Thank you everyone for your input! If that is the case that he is becoming less people oriented towards strangers(which I guess is normal for a GSD) is there anything I should be doing right now socialization wise or just leave it be since he's had such a good foundation? He's around people a lot, he just doesn't interact with them much anymore because he's not interested and because he's larger... People don't approach us to pet him as much. I don't need him to be social with people, he's just my first GSD and so this is all a new experience for me with this type of breed.


----------



## onyx'girl (May 18, 2007)

I would just keep on with your training and do your normal routine, don't change it up unless you see him getting over his threshold. 
If he starts reacting to people, redirect his attention in a happy upbeat manner. Use a tug or food and ask for postions to redirect (try to catch it before he starts in)
Correcting for that reactivity will sometimes backfire/dog sees what they are reacting to as the reason for the correction. Timing is key!


----------



## Carriesue (Aug 13, 2012)

onyx'girl said:


> I agree with robk and this age is when many dogs are dumped at shelters because the 'cute puppy' stage has worn off, and the dog becomes a bit harder to manage as they may become reactive.
> 
> GSD's are or should be naturally aloof, and not expected to love on just anyone.
> I would just keep on with your training program(you are doing great!!), and add in some corrections when necessary.
> ...


Thank you! I can see why somewhat but that's so sad, I could never even begin to imagine giving this dog up. I am sold for life on GSD's and herding breeds in general! Truthfully he is a wonderful dog all around and so well behaved for an 11 month old teenager. The leash reactivity towards dogs is our only issue and he is getting better.
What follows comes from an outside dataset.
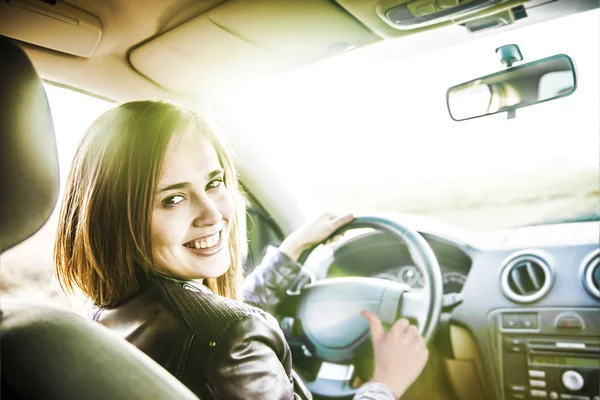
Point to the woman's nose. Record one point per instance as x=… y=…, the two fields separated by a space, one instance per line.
x=207 y=212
He's never been reactive towards or had any issues regarding people.... He's just done such a 180 from being YAY HOOMANS to yeah I could really care less about you SO fast I just wanted to check in with GSD folk, I knew it could/would happen just wasn't expecting it so quickly and so dramatically.

**And I'll just point out again(and sorry for any confusion) that he has no reactivity towards people, only on leash towards dogs. My main concern was him shying away from people who were trying to pet him which he used to love.


----------